Is there an example of any practical significance that comes from making clear that the examiner guidance is binding on the Board?

Easwaran,

The Court would never admit that its own legacy results in any such "inconsistency."

Of course, we both know that to be completely untrue (even to the point of Void for Vagueness - but that's a different topic for another day).

As to "Given the gray area set up by the courts on when non-preemption matters, it likely would not be "wrong" to go either way on the issue in a given case. I would vehemently disagree. In fact, that is the very notion of Void for Vagueness! It is not only NOT "would not be 'wrong'" - it could not possibly be right.

I think THAT alone swallows the attempt in the next part of your question. Your premise leads not to a viable question on "conflict," but rather shows that THAT underlying conflict presents an innate infirmity.

As to an attempt to merely decide a "proper" precedence (if you want to try to avoid the innate infirmity and imagine that the differences are merely differences of when each should apply and do NOT actually contradict each other), that type of legal analysis is rather plebian.

As to your last question: let's see how the requirements of PROPERLY providing the factual predicate to the legal question of 101 shakeout. The PTAB started down one path, then tried to reverse, and now that attempted reversal is quite clearly improper.

I hear you, and don't disagree on the court tension question. But like you say, it's an issue for another day.

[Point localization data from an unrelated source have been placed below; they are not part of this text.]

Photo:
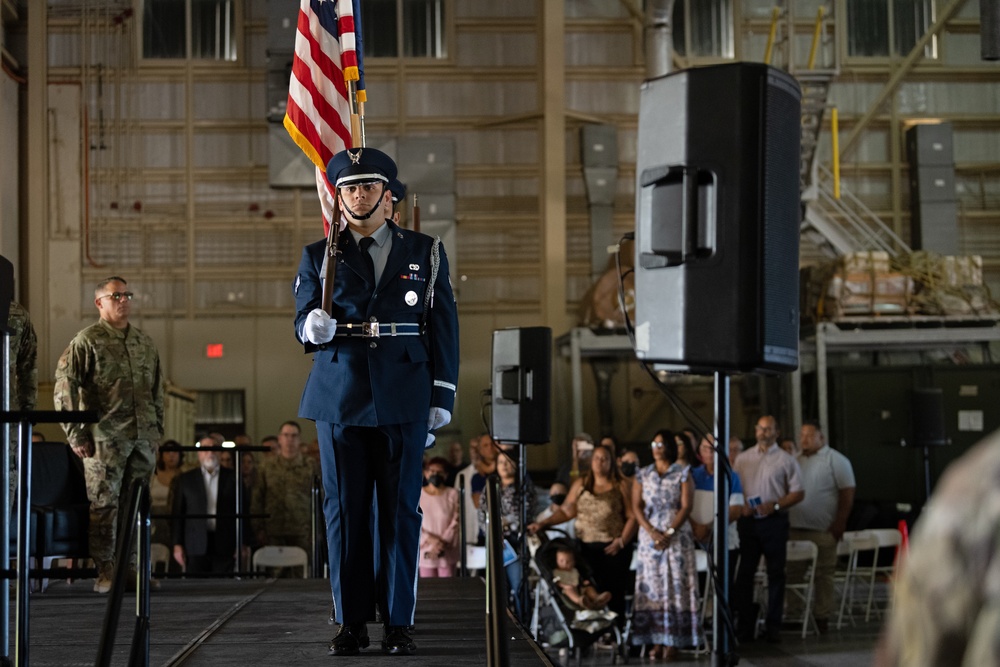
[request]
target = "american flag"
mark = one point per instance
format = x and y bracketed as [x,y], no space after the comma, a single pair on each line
[318,112]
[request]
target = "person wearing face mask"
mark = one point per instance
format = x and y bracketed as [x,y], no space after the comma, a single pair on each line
[439,530]
[205,545]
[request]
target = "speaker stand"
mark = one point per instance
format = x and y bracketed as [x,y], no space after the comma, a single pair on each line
[522,477]
[721,647]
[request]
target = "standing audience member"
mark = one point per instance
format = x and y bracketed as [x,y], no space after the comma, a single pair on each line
[205,545]
[665,610]
[703,510]
[946,595]
[23,375]
[582,448]
[604,524]
[828,480]
[284,492]
[510,517]
[168,467]
[439,530]
[114,368]
[735,449]
[772,483]
[376,401]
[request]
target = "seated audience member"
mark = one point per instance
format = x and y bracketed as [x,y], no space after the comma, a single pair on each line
[283,492]
[510,516]
[455,462]
[611,443]
[205,545]
[439,530]
[485,466]
[272,442]
[735,449]
[582,448]
[464,479]
[567,577]
[604,524]
[821,518]
[628,462]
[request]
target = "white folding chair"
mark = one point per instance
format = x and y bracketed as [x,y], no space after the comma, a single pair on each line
[889,539]
[281,556]
[807,552]
[854,544]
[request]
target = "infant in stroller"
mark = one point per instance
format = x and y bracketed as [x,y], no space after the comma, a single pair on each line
[567,577]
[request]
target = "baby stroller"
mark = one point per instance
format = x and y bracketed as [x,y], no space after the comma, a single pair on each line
[556,620]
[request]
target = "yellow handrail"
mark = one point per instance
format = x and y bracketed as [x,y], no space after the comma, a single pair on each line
[817,31]
[775,14]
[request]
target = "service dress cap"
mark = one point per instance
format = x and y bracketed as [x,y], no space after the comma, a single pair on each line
[360,165]
[398,190]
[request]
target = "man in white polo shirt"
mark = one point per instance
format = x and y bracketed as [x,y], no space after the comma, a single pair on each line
[772,483]
[821,518]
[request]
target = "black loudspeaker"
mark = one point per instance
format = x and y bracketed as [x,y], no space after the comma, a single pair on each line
[928,418]
[717,220]
[989,29]
[6,292]
[522,375]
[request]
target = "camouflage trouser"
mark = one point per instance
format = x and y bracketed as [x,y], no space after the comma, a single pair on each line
[109,474]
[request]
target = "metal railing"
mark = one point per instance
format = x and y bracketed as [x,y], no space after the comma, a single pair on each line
[496,579]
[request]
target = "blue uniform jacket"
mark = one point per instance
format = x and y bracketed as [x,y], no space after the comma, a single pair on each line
[386,380]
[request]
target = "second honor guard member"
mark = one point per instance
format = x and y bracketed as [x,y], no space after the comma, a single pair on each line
[383,379]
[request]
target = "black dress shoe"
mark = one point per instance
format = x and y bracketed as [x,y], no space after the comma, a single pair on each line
[350,639]
[397,642]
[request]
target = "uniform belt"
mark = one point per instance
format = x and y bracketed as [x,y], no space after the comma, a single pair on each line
[377,329]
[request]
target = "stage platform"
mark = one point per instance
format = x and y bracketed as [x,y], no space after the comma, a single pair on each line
[261,622]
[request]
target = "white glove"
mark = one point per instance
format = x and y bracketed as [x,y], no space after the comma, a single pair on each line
[439,417]
[319,327]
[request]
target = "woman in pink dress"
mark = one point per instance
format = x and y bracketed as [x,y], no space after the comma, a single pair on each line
[439,531]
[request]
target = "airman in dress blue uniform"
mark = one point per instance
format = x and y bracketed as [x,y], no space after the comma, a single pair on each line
[384,372]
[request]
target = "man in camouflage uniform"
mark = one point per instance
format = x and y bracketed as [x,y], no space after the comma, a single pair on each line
[946,595]
[23,375]
[113,368]
[283,491]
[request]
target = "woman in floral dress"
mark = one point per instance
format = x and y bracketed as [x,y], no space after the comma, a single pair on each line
[665,610]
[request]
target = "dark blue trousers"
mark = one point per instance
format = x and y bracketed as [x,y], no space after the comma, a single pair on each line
[359,464]
[767,537]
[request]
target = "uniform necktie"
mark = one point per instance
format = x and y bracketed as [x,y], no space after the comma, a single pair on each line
[366,244]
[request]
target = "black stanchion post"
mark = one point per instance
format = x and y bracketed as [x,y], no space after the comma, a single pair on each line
[23,537]
[140,640]
[496,579]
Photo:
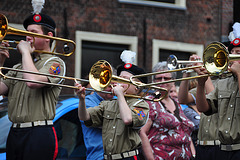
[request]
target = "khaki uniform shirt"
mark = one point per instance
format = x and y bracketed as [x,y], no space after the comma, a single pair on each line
[28,105]
[208,127]
[117,137]
[225,100]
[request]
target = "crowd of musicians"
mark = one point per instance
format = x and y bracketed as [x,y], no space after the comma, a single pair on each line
[196,120]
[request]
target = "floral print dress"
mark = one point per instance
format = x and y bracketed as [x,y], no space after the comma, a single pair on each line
[170,134]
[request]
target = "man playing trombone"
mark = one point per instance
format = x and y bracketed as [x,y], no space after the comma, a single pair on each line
[31,106]
[224,100]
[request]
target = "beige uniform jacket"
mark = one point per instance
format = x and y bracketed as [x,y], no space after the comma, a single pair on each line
[208,127]
[225,100]
[117,137]
[28,105]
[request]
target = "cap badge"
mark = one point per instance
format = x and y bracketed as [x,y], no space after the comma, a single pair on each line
[236,41]
[55,69]
[37,18]
[128,65]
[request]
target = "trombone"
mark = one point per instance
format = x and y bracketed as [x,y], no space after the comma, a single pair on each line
[216,59]
[6,29]
[174,63]
[100,77]
[45,83]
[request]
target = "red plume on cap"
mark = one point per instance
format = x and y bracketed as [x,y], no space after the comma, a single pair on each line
[37,6]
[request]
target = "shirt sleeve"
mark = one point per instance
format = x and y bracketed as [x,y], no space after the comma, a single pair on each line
[213,102]
[54,66]
[96,114]
[7,81]
[140,113]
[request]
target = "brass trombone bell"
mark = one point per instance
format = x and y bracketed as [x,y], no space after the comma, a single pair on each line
[216,60]
[100,77]
[174,63]
[46,83]
[6,29]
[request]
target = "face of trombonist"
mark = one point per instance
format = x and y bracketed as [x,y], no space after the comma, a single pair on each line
[132,88]
[173,93]
[39,43]
[106,96]
[162,78]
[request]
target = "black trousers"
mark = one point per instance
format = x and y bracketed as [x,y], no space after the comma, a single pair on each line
[215,153]
[38,143]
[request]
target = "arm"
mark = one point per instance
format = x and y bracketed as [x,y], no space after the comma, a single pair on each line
[147,149]
[201,101]
[193,151]
[27,63]
[125,111]
[209,86]
[3,55]
[82,111]
[184,97]
[235,68]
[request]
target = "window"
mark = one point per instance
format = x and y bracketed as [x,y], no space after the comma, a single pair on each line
[91,47]
[94,51]
[175,4]
[162,49]
[15,57]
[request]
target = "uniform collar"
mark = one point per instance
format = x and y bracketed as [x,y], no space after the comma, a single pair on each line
[40,56]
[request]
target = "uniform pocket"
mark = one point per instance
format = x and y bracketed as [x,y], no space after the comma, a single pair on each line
[108,117]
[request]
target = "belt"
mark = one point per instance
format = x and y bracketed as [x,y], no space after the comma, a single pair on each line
[121,155]
[209,143]
[232,147]
[32,124]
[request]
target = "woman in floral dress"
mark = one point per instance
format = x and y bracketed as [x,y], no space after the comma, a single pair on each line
[167,134]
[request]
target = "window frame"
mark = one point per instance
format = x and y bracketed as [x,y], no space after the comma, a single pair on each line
[176,46]
[179,4]
[132,41]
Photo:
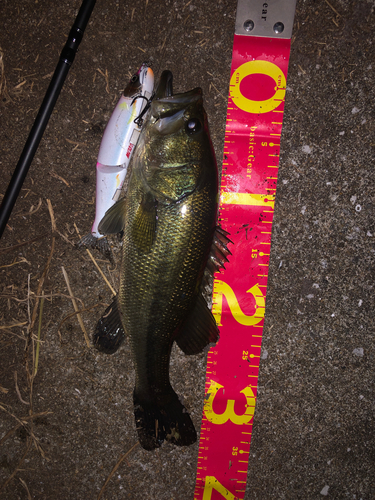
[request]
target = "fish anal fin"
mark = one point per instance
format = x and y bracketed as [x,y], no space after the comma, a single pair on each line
[109,332]
[199,330]
[168,421]
[144,224]
[219,252]
[114,220]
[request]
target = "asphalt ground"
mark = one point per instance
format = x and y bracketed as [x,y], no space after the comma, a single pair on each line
[313,433]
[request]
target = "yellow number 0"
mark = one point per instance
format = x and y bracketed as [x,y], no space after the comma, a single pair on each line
[263,68]
[213,484]
[229,413]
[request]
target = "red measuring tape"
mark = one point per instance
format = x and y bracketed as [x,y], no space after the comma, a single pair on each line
[260,59]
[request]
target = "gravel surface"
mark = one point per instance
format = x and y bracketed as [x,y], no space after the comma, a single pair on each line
[314,427]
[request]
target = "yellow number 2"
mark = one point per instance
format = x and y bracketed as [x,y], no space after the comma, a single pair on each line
[213,484]
[229,413]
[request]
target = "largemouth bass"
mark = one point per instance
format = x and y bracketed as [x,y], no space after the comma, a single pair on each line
[169,222]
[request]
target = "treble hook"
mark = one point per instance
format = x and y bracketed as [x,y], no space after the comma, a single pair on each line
[139,120]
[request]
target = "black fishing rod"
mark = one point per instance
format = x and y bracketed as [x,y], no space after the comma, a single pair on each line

In any event, I've found this discussion of using Examiner guidance against the Board very interesting, and I'm trying to figure out if there is some real-world strategy that can be extracted using it. To be honest, I'm sadly not seeing one (at least, not one broadly applicable to the garbage 101s I usually see). Seems like you aren't, either.

And to your final point, I do agree that the Berkheimer and Aatrix decisions should signal a return to reasonableness at the USPTO, but only time will tell, and practicing in the software/business methods area, I've learned never to get my hopes up.

I hear you Easwaran.

Sadly, an important driver for properly applying the law is missing in so far as the Supreme Court cannot seem to avoid its addiction to wax, and the mashing of noses made of same.